Around here, plotting has become an art around the holidays. I learned this talent very well from two of the best plotters in the business - my parents. I fondly remember the year they purchased a 'new to us' console television. I was to be delivered so it was no use searching the house for it. And to extend the agony, my parents chose to give us clues. And of course we could ask questions as much as we wanted. But we learned early on to expect vague, cryptic answers. For instance, in wanting to know how the present would be delivered we came up with every direct question known to man regarding transportation - or so we thought. We asked if it was going to be delivered by truck, car, van, delivery van, and so on, and even threw in bicycle and wagon for good measure. But each time we were met with "No, that's not it" and a sly smile on my Mom's face. When it finally arrived, it came by STATION WAGON. And I began to learn just how to plot and plan for wonderful surprises. They pulled it off again the year they got us kittens, and I fondly remember them bringing home our first artificial tree AFTER Christmas as they'd gotten it on clearance, fully decorated with Disney ornaments and sparkling lights. We were told to wait upstairs while they brought in a family surprise. Oh the waiting! They knew how to build anticipation, didn't they? I recall waiting until the following Christmas with tremendous anticipation as well. Yes, they were pros. And I realize as time goes on that I learned well.

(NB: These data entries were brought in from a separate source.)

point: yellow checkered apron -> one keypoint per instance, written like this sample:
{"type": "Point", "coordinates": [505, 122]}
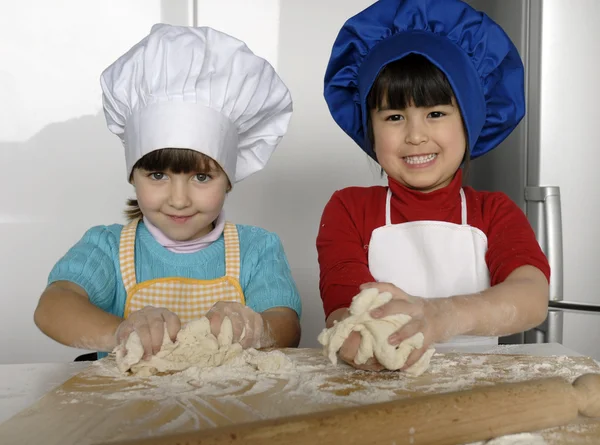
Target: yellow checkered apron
{"type": "Point", "coordinates": [189, 298]}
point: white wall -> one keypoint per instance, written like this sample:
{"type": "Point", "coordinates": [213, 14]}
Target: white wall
{"type": "Point", "coordinates": [64, 171]}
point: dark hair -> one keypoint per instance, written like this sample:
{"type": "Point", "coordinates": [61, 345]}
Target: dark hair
{"type": "Point", "coordinates": [175, 160]}
{"type": "Point", "coordinates": [412, 80]}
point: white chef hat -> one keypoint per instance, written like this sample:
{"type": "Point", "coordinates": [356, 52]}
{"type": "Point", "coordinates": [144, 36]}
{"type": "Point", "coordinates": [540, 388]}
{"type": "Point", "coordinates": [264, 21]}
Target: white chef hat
{"type": "Point", "coordinates": [200, 89]}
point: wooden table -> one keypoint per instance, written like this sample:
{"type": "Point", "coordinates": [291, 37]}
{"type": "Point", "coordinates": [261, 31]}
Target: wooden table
{"type": "Point", "coordinates": [98, 406]}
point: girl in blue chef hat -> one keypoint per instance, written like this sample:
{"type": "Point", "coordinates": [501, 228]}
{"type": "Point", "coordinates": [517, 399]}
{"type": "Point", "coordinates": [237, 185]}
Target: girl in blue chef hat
{"type": "Point", "coordinates": [196, 112]}
{"type": "Point", "coordinates": [422, 86]}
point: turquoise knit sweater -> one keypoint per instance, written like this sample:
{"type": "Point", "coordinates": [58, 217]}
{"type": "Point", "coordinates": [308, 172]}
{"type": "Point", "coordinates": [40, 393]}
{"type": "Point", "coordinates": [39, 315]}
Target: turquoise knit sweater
{"type": "Point", "coordinates": [93, 264]}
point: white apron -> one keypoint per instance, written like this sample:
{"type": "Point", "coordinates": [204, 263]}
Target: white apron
{"type": "Point", "coordinates": [432, 259]}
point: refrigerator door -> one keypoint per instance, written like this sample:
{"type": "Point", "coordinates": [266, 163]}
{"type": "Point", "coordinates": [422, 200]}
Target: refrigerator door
{"type": "Point", "coordinates": [490, 172]}
{"type": "Point", "coordinates": [558, 148]}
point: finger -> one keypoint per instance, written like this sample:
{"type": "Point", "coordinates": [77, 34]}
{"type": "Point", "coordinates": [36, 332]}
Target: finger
{"type": "Point", "coordinates": [393, 307]}
{"type": "Point", "coordinates": [404, 333]}
{"type": "Point", "coordinates": [146, 339]}
{"type": "Point", "coordinates": [381, 287]}
{"type": "Point", "coordinates": [238, 323]}
{"type": "Point", "coordinates": [123, 332]}
{"type": "Point", "coordinates": [371, 365]}
{"type": "Point", "coordinates": [350, 346]}
{"type": "Point", "coordinates": [259, 340]}
{"type": "Point", "coordinates": [173, 324]}
{"type": "Point", "coordinates": [413, 358]}
{"type": "Point", "coordinates": [157, 330]}
{"type": "Point", "coordinates": [215, 319]}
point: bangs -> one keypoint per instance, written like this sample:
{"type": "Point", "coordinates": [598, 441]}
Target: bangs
{"type": "Point", "coordinates": [177, 160]}
{"type": "Point", "coordinates": [412, 80]}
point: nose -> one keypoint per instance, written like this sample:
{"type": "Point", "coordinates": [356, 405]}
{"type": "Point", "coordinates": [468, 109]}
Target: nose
{"type": "Point", "coordinates": [179, 197]}
{"type": "Point", "coordinates": [416, 132]}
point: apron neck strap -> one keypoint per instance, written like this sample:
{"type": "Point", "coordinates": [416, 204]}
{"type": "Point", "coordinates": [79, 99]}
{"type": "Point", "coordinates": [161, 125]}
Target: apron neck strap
{"type": "Point", "coordinates": [463, 208]}
{"type": "Point", "coordinates": [388, 213]}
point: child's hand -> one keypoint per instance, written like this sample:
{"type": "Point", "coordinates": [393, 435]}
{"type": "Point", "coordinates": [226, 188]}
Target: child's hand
{"type": "Point", "coordinates": [425, 318]}
{"type": "Point", "coordinates": [248, 326]}
{"type": "Point", "coordinates": [149, 324]}
{"type": "Point", "coordinates": [348, 353]}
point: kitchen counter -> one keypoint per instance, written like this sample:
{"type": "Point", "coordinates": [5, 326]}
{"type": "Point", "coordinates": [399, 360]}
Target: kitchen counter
{"type": "Point", "coordinates": [22, 384]}
{"type": "Point", "coordinates": [94, 406]}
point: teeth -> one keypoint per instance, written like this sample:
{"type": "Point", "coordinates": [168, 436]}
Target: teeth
{"type": "Point", "coordinates": [420, 159]}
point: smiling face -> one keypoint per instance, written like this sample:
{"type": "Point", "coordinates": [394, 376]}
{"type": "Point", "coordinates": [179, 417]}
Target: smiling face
{"type": "Point", "coordinates": [181, 192]}
{"type": "Point", "coordinates": [415, 124]}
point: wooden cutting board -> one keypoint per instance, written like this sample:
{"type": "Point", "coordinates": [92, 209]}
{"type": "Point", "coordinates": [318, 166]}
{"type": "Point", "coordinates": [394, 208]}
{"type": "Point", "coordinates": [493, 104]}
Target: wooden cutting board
{"type": "Point", "coordinates": [99, 406]}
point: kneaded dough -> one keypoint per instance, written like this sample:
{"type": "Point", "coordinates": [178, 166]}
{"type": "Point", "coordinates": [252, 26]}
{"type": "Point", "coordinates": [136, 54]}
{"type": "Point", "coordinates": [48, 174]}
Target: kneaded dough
{"type": "Point", "coordinates": [195, 346]}
{"type": "Point", "coordinates": [374, 335]}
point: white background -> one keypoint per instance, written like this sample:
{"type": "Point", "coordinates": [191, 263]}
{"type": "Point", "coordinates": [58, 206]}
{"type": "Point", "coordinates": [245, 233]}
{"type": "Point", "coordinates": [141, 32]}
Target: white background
{"type": "Point", "coordinates": [64, 172]}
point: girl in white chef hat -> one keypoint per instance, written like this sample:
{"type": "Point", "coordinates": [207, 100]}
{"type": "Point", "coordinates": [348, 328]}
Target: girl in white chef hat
{"type": "Point", "coordinates": [196, 111]}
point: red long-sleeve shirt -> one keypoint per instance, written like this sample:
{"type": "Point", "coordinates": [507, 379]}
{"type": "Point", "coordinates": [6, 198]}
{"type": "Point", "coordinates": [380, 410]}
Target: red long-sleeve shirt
{"type": "Point", "coordinates": [353, 213]}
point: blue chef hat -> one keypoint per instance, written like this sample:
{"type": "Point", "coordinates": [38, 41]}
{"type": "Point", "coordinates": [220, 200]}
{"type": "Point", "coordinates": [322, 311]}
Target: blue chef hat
{"type": "Point", "coordinates": [478, 58]}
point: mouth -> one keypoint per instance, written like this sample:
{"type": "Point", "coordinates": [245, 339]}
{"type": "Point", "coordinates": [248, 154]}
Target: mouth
{"type": "Point", "coordinates": [420, 160]}
{"type": "Point", "coordinates": [179, 219]}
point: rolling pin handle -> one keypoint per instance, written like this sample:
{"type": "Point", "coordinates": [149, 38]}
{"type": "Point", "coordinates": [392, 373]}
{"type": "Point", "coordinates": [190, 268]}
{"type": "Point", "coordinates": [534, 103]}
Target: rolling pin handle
{"type": "Point", "coordinates": [587, 391]}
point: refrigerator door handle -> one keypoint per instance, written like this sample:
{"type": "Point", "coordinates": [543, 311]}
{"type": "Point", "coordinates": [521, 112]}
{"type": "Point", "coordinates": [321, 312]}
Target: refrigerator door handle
{"type": "Point", "coordinates": [571, 306]}
{"type": "Point", "coordinates": [549, 232]}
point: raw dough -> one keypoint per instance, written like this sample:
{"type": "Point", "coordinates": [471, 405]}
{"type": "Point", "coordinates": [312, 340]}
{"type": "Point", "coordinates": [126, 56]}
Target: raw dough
{"type": "Point", "coordinates": [195, 346]}
{"type": "Point", "coordinates": [375, 333]}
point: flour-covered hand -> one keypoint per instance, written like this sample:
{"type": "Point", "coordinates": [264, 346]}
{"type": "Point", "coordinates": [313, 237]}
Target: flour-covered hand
{"type": "Point", "coordinates": [149, 323]}
{"type": "Point", "coordinates": [424, 313]}
{"type": "Point", "coordinates": [249, 328]}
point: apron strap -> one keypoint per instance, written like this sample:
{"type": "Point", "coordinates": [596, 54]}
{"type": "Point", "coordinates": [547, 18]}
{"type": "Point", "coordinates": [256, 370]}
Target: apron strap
{"type": "Point", "coordinates": [127, 254]}
{"type": "Point", "coordinates": [388, 213]}
{"type": "Point", "coordinates": [232, 251]}
{"type": "Point", "coordinates": [463, 208]}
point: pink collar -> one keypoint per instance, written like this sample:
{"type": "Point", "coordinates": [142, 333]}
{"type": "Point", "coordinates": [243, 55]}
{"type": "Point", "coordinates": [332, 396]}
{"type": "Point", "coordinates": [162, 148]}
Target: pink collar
{"type": "Point", "coordinates": [190, 246]}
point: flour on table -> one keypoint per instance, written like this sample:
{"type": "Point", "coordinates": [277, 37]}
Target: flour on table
{"type": "Point", "coordinates": [374, 335]}
{"type": "Point", "coordinates": [196, 347]}
{"type": "Point", "coordinates": [515, 439]}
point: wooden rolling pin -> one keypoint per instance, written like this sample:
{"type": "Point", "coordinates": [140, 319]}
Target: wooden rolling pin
{"type": "Point", "coordinates": [442, 419]}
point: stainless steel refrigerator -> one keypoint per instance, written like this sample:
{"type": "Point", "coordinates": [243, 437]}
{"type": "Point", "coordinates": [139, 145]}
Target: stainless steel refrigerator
{"type": "Point", "coordinates": [550, 164]}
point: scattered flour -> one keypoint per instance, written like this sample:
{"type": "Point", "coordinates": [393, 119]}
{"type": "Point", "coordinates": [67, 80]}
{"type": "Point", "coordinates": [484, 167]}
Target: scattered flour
{"type": "Point", "coordinates": [247, 388]}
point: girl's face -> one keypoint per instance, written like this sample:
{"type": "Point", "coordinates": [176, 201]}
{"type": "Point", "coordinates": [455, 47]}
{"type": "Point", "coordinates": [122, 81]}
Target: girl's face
{"type": "Point", "coordinates": [182, 205]}
{"type": "Point", "coordinates": [420, 147]}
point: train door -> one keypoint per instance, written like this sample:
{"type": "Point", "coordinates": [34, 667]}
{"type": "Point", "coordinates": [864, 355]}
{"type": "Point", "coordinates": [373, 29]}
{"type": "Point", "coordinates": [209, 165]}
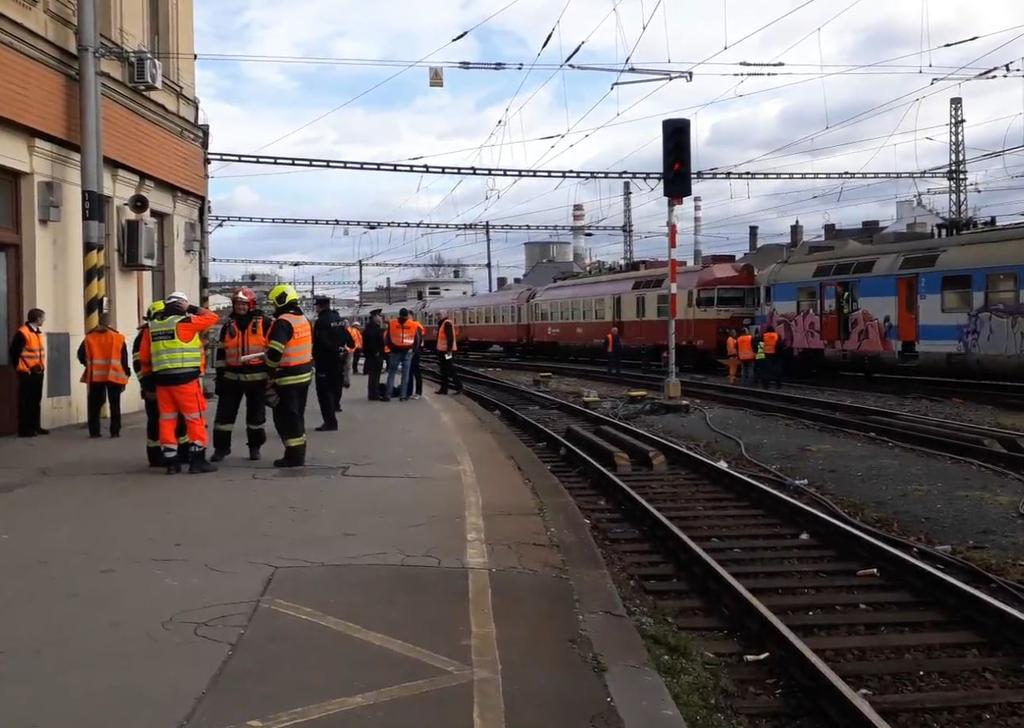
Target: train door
{"type": "Point", "coordinates": [829, 312]}
{"type": "Point", "coordinates": [10, 299]}
{"type": "Point", "coordinates": [906, 316]}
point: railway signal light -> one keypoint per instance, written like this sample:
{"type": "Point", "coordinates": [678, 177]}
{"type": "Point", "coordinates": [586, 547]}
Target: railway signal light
{"type": "Point", "coordinates": [676, 158]}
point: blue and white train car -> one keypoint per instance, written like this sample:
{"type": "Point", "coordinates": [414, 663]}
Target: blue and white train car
{"type": "Point", "coordinates": [942, 305]}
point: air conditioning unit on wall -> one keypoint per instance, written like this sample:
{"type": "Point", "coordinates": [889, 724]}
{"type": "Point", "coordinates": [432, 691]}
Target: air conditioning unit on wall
{"type": "Point", "coordinates": [138, 244]}
{"type": "Point", "coordinates": [144, 72]}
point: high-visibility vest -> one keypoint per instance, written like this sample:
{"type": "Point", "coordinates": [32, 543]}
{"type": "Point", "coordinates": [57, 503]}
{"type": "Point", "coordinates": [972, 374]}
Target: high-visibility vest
{"type": "Point", "coordinates": [299, 349]}
{"type": "Point", "coordinates": [443, 344]}
{"type": "Point", "coordinates": [102, 357]}
{"type": "Point", "coordinates": [745, 346]}
{"type": "Point", "coordinates": [169, 353]}
{"type": "Point", "coordinates": [402, 336]}
{"type": "Point", "coordinates": [239, 342]}
{"type": "Point", "coordinates": [34, 354]}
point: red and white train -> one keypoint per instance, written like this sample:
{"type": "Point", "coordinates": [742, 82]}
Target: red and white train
{"type": "Point", "coordinates": [572, 316]}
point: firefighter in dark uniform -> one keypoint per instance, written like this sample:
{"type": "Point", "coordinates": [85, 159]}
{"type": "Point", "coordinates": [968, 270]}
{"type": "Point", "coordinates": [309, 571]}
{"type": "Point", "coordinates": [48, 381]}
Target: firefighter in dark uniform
{"type": "Point", "coordinates": [290, 362]}
{"type": "Point", "coordinates": [147, 389]}
{"type": "Point", "coordinates": [331, 344]}
{"type": "Point", "coordinates": [242, 375]}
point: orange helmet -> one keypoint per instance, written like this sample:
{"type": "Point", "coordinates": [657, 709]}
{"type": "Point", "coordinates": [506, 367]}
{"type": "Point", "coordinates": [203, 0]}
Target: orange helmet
{"type": "Point", "coordinates": [247, 295]}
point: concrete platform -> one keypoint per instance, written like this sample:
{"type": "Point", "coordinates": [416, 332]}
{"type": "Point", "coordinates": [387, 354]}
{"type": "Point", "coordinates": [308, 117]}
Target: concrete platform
{"type": "Point", "coordinates": [404, 577]}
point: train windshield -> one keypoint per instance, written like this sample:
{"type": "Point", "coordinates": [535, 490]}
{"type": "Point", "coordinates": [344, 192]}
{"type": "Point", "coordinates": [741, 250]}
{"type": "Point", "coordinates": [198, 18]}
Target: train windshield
{"type": "Point", "coordinates": [736, 297]}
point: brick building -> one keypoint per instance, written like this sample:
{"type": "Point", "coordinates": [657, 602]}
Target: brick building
{"type": "Point", "coordinates": [153, 145]}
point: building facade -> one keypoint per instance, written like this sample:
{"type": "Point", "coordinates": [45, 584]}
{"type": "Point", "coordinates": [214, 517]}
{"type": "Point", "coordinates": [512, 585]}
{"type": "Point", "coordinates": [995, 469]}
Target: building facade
{"type": "Point", "coordinates": [153, 145]}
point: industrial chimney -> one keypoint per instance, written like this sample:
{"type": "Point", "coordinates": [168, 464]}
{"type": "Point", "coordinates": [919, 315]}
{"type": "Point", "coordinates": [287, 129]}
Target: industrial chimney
{"type": "Point", "coordinates": [796, 233]}
{"type": "Point", "coordinates": [579, 227]}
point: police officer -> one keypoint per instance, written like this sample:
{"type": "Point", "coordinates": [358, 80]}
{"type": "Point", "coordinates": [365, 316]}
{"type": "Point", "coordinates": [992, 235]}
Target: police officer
{"type": "Point", "coordinates": [289, 360]}
{"type": "Point", "coordinates": [104, 355]}
{"type": "Point", "coordinates": [242, 375]}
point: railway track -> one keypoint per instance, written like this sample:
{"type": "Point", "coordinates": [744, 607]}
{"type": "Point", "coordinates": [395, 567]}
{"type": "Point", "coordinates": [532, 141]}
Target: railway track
{"type": "Point", "coordinates": [991, 445]}
{"type": "Point", "coordinates": [816, 622]}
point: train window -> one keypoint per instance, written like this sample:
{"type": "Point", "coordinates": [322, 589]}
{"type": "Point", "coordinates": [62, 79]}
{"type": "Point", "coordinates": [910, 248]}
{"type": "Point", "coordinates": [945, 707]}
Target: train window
{"type": "Point", "coordinates": [956, 294]}
{"type": "Point", "coordinates": [1001, 289]}
{"type": "Point", "coordinates": [913, 262]}
{"type": "Point", "coordinates": [807, 299]}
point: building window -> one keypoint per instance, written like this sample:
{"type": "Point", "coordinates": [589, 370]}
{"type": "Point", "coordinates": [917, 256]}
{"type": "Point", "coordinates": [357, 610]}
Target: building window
{"type": "Point", "coordinates": [641, 307]}
{"type": "Point", "coordinates": [956, 294]}
{"type": "Point", "coordinates": [807, 299]}
{"type": "Point", "coordinates": [1000, 289]}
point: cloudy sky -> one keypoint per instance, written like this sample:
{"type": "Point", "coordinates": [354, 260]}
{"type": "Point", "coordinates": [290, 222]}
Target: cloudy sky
{"type": "Point", "coordinates": [796, 85]}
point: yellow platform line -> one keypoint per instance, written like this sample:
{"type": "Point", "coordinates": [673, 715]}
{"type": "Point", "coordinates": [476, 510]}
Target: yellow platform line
{"type": "Point", "coordinates": [360, 633]}
{"type": "Point", "coordinates": [488, 701]}
{"type": "Point", "coordinates": [330, 708]}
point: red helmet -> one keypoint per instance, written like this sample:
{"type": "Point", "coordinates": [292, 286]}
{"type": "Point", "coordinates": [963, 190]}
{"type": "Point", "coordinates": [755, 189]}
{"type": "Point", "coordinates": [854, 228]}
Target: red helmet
{"type": "Point", "coordinates": [247, 295]}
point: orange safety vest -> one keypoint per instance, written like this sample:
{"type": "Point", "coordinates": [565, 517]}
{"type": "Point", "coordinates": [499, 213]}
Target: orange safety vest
{"type": "Point", "coordinates": [299, 350]}
{"type": "Point", "coordinates": [240, 343]}
{"type": "Point", "coordinates": [745, 346]}
{"type": "Point", "coordinates": [402, 336]}
{"type": "Point", "coordinates": [102, 357]}
{"type": "Point", "coordinates": [443, 344]}
{"type": "Point", "coordinates": [34, 353]}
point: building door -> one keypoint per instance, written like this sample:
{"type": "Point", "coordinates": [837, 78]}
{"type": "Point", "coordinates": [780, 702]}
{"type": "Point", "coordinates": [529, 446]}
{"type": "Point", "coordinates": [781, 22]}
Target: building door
{"type": "Point", "coordinates": [10, 299]}
{"type": "Point", "coordinates": [906, 298]}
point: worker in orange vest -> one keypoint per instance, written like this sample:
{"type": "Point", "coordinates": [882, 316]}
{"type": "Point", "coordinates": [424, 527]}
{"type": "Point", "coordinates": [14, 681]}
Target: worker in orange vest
{"type": "Point", "coordinates": [744, 349]}
{"type": "Point", "coordinates": [448, 344]}
{"type": "Point", "coordinates": [613, 348]}
{"type": "Point", "coordinates": [773, 357]}
{"type": "Point", "coordinates": [172, 349]}
{"type": "Point", "coordinates": [28, 353]}
{"type": "Point", "coordinates": [104, 355]}
{"type": "Point", "coordinates": [732, 355]}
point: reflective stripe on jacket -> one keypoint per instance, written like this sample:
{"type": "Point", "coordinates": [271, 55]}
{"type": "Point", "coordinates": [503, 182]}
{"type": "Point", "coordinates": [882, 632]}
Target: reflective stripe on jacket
{"type": "Point", "coordinates": [102, 357]}
{"type": "Point", "coordinates": [168, 353]}
{"type": "Point", "coordinates": [443, 343]}
{"type": "Point", "coordinates": [745, 346]}
{"type": "Point", "coordinates": [33, 356]}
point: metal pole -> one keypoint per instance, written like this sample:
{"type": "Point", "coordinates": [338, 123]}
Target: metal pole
{"type": "Point", "coordinates": [360, 283]}
{"type": "Point", "coordinates": [672, 388]}
{"type": "Point", "coordinates": [491, 280]}
{"type": "Point", "coordinates": [92, 204]}
{"type": "Point", "coordinates": [627, 222]}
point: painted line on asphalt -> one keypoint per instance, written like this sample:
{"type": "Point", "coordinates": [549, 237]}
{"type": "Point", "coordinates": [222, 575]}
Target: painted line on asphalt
{"type": "Point", "coordinates": [360, 633]}
{"type": "Point", "coordinates": [488, 702]}
{"type": "Point", "coordinates": [330, 708]}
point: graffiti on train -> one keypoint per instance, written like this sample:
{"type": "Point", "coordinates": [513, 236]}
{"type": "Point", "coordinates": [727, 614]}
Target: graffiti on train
{"type": "Point", "coordinates": [994, 330]}
{"type": "Point", "coordinates": [803, 331]}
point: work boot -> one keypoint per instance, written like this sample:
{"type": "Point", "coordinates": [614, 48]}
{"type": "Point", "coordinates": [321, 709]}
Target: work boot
{"type": "Point", "coordinates": [198, 464]}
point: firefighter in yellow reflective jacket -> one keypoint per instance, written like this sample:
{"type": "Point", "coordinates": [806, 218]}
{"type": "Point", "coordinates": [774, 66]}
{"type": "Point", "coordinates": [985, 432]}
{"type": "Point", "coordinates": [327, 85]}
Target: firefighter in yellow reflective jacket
{"type": "Point", "coordinates": [289, 360]}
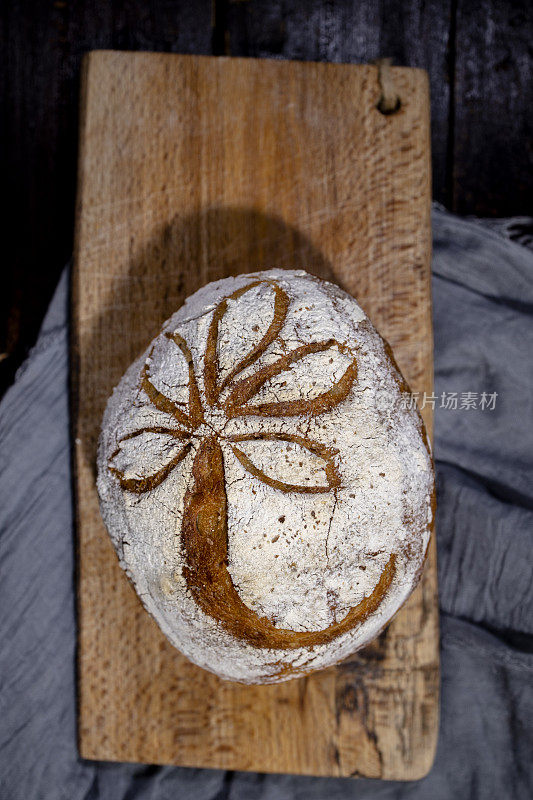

I usually begin plotting and planning in earnest as the summer comes to a close, and have things well in had by the time Black Friday has come and gone. I remember fondly the time I plotted, with Matthew mind you, to purchase a guitar 'for Krista' who just might want to learn to play someday. Asking him things like "what kid of guitar do you think Michelle should consider?" and "Do you think she'd like this color" or "How about this pick set" really helped assure that he had exactly what he wanted. Or there was the year we got the boys a gamecube... that was a lot of fun and kept them guessing for months. But this year will probably last in Jonathan's memory for a very long time.

Jonathan rarely asks for anything. Since I have a "I will not buy any more Lego's or bionicles" rule - they have far too many as it is - he really is just content using what he has to be creative, drawing, playing video games and playing the games we've collected since I was a child. His needs are not great and his tender heart falls in love with anything you get him. Sometimes I strive very hard to get him things he'd like and we decided this year would be a year for 'science' stuff since he's always interested in rocks and what not. And we have a few things for him, but not a lot. After asking him over and over again for what he wants, he finally settled on two things - a Wii (not going to happen this year) or an ipod. Hmmm... Let the plotting begin!!!